By Tom Driscoll
Cold wind shreds the upper branches of a thick-waisted oak. The woods, the more dark with wet black bark, whispers loudly, “No secrets here.”
Underbrush up and evaporated weeks ago. Leaves rain brown. Cinch up my hood, hunch a shoulder into the blow and head dead north on a trail of stooped-over grass where once, as heedless dogs approached, a possum woke up with a warning hiss and bared a currycomb of teeth filed down to puncturous steel points. Should have recognized then the harbinger, but hate to admit to naturalistic superstitions.
Then, at the bifurcation of purpose near the river where the first settlers must have peeled back redheaded reeds and peered down narrow native Indian trails, one doglegging you back to where you come from, the other a point vanishing forever far into their future, I heard the foreboding crack of an overhead limb.
Wind’s ablowin’ thorns about like ice. Frozen there at the exact center of What Happens Next thinking, “October,” in a protracted, breathless instant falls faster than light an oak limb still swelling with weather heavy in its million green sails. Boom. Far enough into the future by just this much, it missed me and the dogs with unintentionally beautiful claws that could rip the hide off a deer.

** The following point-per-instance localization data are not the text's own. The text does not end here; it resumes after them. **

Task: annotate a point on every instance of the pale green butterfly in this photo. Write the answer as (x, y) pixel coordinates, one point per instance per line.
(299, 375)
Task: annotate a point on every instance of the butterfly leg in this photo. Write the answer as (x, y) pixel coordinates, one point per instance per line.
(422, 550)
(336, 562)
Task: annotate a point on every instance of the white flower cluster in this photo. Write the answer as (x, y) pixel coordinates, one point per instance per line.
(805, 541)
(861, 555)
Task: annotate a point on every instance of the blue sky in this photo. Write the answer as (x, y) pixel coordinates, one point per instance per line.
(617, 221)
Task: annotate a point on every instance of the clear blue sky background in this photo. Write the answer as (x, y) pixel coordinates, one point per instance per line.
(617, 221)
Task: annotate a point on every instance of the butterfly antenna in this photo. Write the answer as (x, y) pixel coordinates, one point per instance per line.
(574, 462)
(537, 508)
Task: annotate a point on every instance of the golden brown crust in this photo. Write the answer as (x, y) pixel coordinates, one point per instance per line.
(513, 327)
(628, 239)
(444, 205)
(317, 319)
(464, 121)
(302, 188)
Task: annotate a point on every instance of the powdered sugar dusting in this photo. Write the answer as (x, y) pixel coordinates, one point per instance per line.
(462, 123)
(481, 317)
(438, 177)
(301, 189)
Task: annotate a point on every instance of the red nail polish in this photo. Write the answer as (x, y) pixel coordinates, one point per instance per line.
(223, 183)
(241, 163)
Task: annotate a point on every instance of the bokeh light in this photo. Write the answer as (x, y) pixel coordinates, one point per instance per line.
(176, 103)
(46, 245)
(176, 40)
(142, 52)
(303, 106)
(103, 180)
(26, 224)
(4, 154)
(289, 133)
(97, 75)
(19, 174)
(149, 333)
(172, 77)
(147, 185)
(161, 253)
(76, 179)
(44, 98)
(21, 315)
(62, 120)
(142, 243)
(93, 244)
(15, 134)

Well, heh heh heh, should have seen the sign. When I was little, in the early fall when the first cold winds rattled the windows, my Dad liked to drink a cup-or-two of green tea and then read the leaves for me. But augury didn’t save him when the roar of the last big wave sat him up straight in the middle of the night, then fell him like an elm.
Whistled-here the dogs and sent them ahead around the fallen limb to reconnoiter least resistance. Thinking back, the dialogue between wind and leaves, the possum trail, and pausing where past and future part ways just long enough to let the oak talk to me, the oracle had clearly spoken. The dogs, as if in response to a forecast for more thunder, high-tailed it up the hill toward Nothing Happens while I squirmed through knotty fingers and a snaggle of raspberry fiddle bound for Safely Home.
A few minutes later, somewhere between here-and-there, a whimpering one-handed clap shivered through the forest as the great oak sprawled across possum trail, sparing nothing where once its opaque early morning shadow fell.